The doctor shifted. “It’s too early to know.” He
pointed to one of the machines putting out beeping noises. “We’re registering brain
activity now,” he said.

“But you can’t tell …” Kali broke down, started to
sag.

I took the infant out of her arms, and the doctor
came over to support her elbow. He half carried her over to a chair near Ryan’s
bed.

“I’m sorry, Ms. Miner, we can’t tell at this point
if there has been any damage to any parts of his brain.”

She nodded, her hands coming up to cover her face.

The doctor said, “We’ll know a lot more in
twenty-four, thirty-six hours. I’ll check in with you later.” He turned and
walked out.

The infant in my arms—I didn’t even know his
name—looked puzzled as he gazed at his mother crying quietly.

I looked at Ryan. He had an oxygen mask on, an IV
in one arm. He looked a little pale, but what struck me was that I’d never seen
him not moving. His chest rose and fell slightly, and all the machines made
beeping sounds rhythmically.

I carried a chair over toward Kali and sat down
next to her. I started to play with the baby, lifting him up and down on my
lap. I could smell his baby powder. He gave me a gummy half-smile, and I
couldn’t help smiling back at him. I looked into his blue eyes, just like his
dad’s.

“Do you want me to take him?” Kali said to me.

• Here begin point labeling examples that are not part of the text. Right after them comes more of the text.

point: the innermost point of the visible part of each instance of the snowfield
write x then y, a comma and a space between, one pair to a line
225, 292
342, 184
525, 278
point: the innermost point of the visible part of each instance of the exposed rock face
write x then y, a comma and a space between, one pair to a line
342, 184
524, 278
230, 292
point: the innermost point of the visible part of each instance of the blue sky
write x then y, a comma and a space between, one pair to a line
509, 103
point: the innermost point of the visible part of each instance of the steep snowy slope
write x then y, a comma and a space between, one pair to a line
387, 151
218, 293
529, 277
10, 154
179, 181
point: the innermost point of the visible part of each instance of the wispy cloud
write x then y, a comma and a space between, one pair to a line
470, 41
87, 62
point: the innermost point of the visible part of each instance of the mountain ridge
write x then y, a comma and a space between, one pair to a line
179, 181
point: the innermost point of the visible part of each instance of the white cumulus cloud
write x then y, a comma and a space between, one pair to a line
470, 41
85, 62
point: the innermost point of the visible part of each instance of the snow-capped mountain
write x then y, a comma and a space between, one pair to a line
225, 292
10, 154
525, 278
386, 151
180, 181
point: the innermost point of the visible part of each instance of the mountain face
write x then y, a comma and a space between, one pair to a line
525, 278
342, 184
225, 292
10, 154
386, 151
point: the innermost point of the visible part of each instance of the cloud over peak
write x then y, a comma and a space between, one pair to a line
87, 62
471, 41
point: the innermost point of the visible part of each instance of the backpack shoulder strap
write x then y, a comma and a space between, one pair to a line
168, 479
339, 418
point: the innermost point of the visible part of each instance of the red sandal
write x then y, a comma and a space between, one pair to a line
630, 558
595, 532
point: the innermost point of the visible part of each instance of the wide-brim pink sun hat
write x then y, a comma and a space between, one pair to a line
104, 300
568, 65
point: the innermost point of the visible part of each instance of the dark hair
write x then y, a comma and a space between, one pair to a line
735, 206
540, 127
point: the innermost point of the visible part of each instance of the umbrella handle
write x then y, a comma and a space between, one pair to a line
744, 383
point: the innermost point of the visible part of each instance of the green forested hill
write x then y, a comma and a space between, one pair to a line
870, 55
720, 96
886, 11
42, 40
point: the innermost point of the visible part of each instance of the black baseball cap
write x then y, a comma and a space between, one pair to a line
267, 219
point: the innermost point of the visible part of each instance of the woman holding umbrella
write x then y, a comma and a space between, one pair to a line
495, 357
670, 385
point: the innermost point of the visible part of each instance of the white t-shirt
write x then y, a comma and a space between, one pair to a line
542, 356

She
had pulled herself together.

“Oh, no,” I said. “We’re getting along just fine,
aren’t we
,
little fellow?”

“Were you hurt this afternoon?”

“No, not at all.” I said. In fact, I did land hard
on my left elbow, which was still throbbing. “You want me to catch you up on
the case?”

“Can you do that?”

“Unofficially, sure,” I said. “We have the guy who
shot Ryan.”

“Is he the one who killed the exchange student?”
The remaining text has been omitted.